Затем в этом перечне нашлось место и мистическим силам. После того как в течение считаных дней на тот свет отправились еще два участника экспедиции: археолог Артур Мейс и рентгенолог Арчи Рейд. Тогда-то пальму первенства среди неофициальных версий и захватила одна, кое-где популярная до сих пор. Подозрение на «проклятие фараона», которое-де настигает каждого осквернителя гробницы.

Смерти еще нескольких участников экспедиции и их близких, казалось, еще более уверили любителей сомнительных сенсаций в версии о проклятье. Только вот при ближайшем рассмотрении та рассыпалась, как трухлявый пень. Во-первых, среди умерших было немало стариков. Коим для внезапного расставания с жизнью что проклятье, что иная мистика были вовсе и без надобности. Ну а во-вторых, фараоновой кары странным образом избежал сам Говард Картер. Хотя, казалось бы, кому, как не руководителю экспедиции она должна была грозить в первую очередь. Ан нет: благополучно пережив свою экспедицию аж лет на шестнадцать, Картер умудрился дотянуть до старости.

Нестыковки эти объяснялись просто. Охотники за сенсациями всего-навсего… были не в курсе всех результатов экспедиции и сопутствовавших им перипетий. Зацепившись за главное (и более всего нашумевшее) открытие Картера и Карнарвона, газетчики не обратили внимания на другие их находки. Особенно те, знать о которых широким массам вообще-то и не полагалось.

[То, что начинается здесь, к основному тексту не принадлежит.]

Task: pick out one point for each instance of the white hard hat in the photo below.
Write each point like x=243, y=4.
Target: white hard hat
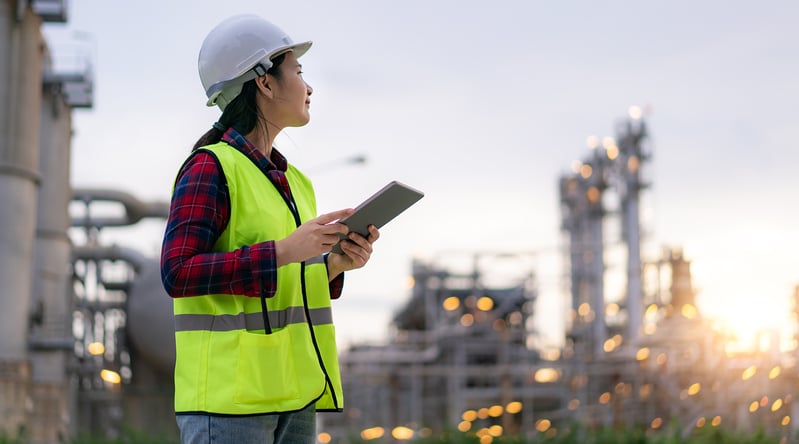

В противном случае и сами акулы пера, и дразнимая ими публика поняли бы… наверное, что древнеегипетский властитель здесь вовсе даже и ни при чем. Просто за шумихой вокруг набившей оскомину гробницы Тутанхамона, словно заяц за пеньком, успешно схоронились кое-какие другие находки экспедиции. Включая и побочные — те, что к истории Древнего Египта не относились вовсе.

В числе этих последних был древний металлический кувшин, происхождения скорее ближневосточного. Не иначе, Красным морем занесло. И именно этот кувшин, вроде бы не вписывающийся в тематику экспедиции, послужил в ней яблоком раздора.

Лорд Карнарвон распознал в находке великую ценность и на правах спонсора вздумал присвоить ее себе. Говард Картер, сам не будучи дураком, этой претензии воспротивился. И уж тем более он не желал, чтобы о кувшине узнали посторонние.

Собственно, исход этого конфликта и поставил точку в многолетней работе экспедиции. Один из претендентов на кувшин да кое-какие свидетели находки оказались на кладбище. В то время как мистер Картер остался жить и здравствовать. Никто его не подозревал и об истинных причинах смерти компаньонов не догадывался. Лишь раз, в год смерти главы экспедиции, о кувшине проговорилась вдова одного из участников. Но сенсации не вышло — как раз грянула Вторая мировая война, и человечеству стало не до археологии.

Но кувшин-то никуда не делся. Никакое замалчивание не могло отменить объективный факт его существования. Со смертью очередного владельца нечаянная находка археологов пустилась в странствия по миру. Пошла по рукам, редко оставаясь невостребованной. И сила, заключенная в ней, частенько находила применение, куда более достойное, чем вульгарное сведение счетов с коллегами.